Part 2 – Interview w/ Ben Yennie on Snapchat, Crowdfunding, and Story vs. Marketing


E: We got into the technology and what it will possibly be doing, but do you think AR or VR will facilitate transmedia or not? Are they exclusive experiences, like the movies used to be? Or is there a function of transmedia here?

B: I definitely think there can be uses for transmedia there. There’s kind of a misconception about transmedia. It’s not an all-or-nothing sort of thing. It is a tool that you can use that is appropriate in some cases and not appropriate in others. That’s really all it is. There are some times that using transmedia can really increase revenue for an independent film, either by increasing awareness or potentially even creating a revenue stream.  However there are also some times that it’s a time sink and the cost doesn’t really improve your margins. It’s all about how you do it and when and how you execute it. If executed poorly, it’s a complete waste of time and money.

E: What technologies that exist now, do you think, will fall away?

B: It’s hard to tell on these things. Most of the platforms that exist now that have their communities will continue to exist. Snapchat may be a fad as it exists right now, but the thing about Snapchat isn’t really the platform itself, it’s the self-deleting technology behind it. I think the technology behind Snapchat will grow and be able to be used in different platforms and different places. I think that’s the reason for it’s, something like, 9.5 billion dollar valuation. I think that’s the key differentiator for Snapchat. Snapchat probably will fade away, but I don’t think the technology behind Snapchat will fade away. That will grow.  There are a lot of uses that could be widely applied to military, high level business, and other forms of communication.   Of course, it could also be I’m old and just don’t get you kids and your snapyscaps.

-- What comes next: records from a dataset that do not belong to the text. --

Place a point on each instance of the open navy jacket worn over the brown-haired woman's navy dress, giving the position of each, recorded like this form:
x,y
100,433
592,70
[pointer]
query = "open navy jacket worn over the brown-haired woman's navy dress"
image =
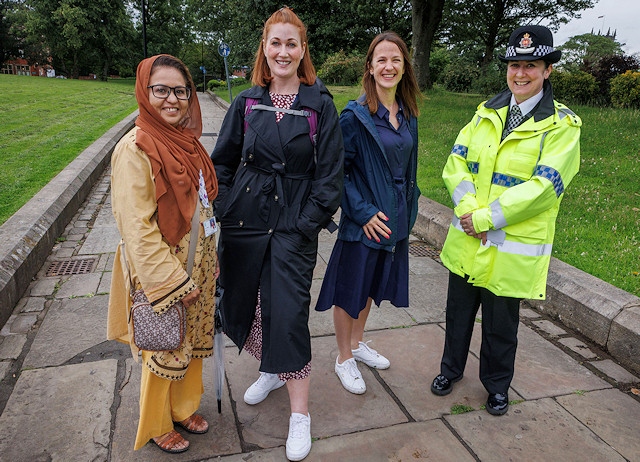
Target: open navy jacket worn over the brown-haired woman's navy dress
x,y
368,179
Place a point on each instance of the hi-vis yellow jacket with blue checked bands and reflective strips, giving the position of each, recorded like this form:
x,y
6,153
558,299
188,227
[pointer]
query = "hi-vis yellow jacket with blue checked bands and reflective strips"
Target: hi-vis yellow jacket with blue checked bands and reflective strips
x,y
514,189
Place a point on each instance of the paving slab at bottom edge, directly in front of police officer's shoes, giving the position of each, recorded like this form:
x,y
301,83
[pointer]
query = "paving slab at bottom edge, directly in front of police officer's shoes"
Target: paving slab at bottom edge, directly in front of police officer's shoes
x,y
540,430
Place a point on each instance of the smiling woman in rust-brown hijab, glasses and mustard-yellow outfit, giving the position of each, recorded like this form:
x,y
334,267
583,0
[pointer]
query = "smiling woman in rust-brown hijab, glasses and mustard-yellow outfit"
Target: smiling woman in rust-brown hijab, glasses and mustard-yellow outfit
x,y
159,172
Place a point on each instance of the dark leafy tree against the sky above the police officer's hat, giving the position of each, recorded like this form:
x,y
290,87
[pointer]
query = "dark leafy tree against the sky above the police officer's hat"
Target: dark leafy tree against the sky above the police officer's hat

E: I want to move this conversation to crowdfunding. I think that crowdfunding is the the ultimate transmedia marketing experience, because you cannot just crowdfund out-of-the-blue. It needs at least a social media presence, a website, and media or a product at the end…


B: And friends!

E: …and friends, and collaboration. A crowdfunding campaign necessitates transmedia. How do you think crowdfunding will evolve? Will crowd-equity take hold or is it too controversial or risky?

B: I definitely think crowdfunding is more than just a fad. I think crowdfunding is here to stay. I think crowdfunding, at least for film and media projects- and to some extent tech and gaming products- will be the first stage of financing for the foreseeable future. It’s not right for all tech, like B2B tech won’t really work for it, but hardware relies on it to a very high degree.  

Equity based crowdfunding is going to be an interesting experiment. I think that any successful crowdequity company is going to need to charge something more like 20% versus the 5-9% for Indiegogo, and to have an investor relations board that goes with it. Any startup that is crowdfunding from so many people- even if you’re getting a slice- there’s no way they can manage that many investors, especially for how little amounts of money we’re talking about.

Investment is kind of a wonky term. It can refer to straight equity. It can also refer to a promissory note for debt-with-interest, or even convertible debt which, for those of you who don’t know, is debt that you can convert into equity at a later stage. So depending on how you’re looking to raise, it can get really complicated really quickly and those regulations can easily become burdensome and make the amount of money impossible to raise.  Although currently, crowd funded equity is in a legal limbo with the SEC, as it basically changes the entire idea of high risk investments and can quite easily open up a can of worms and make it too easy for people with less moral scruples than you or I to take grandma’s retirement money.  


E: The final thing I want to ask you about is where does transmedia fall into the marketing system versus the narrative one? Are they actually separate? Which is more useful or engaging?

B: Personally, I think transmedia is best done when when it serves as both a marketing campaign and storytelling platform. At its heart, marketing is storytelling. When you do it well, the two work very well together. If you’re telling the story of a product, let’s say it’s a film, why not expand on the universe around that story and get people excited about it? Then that essentially serves the same purpose as marketing.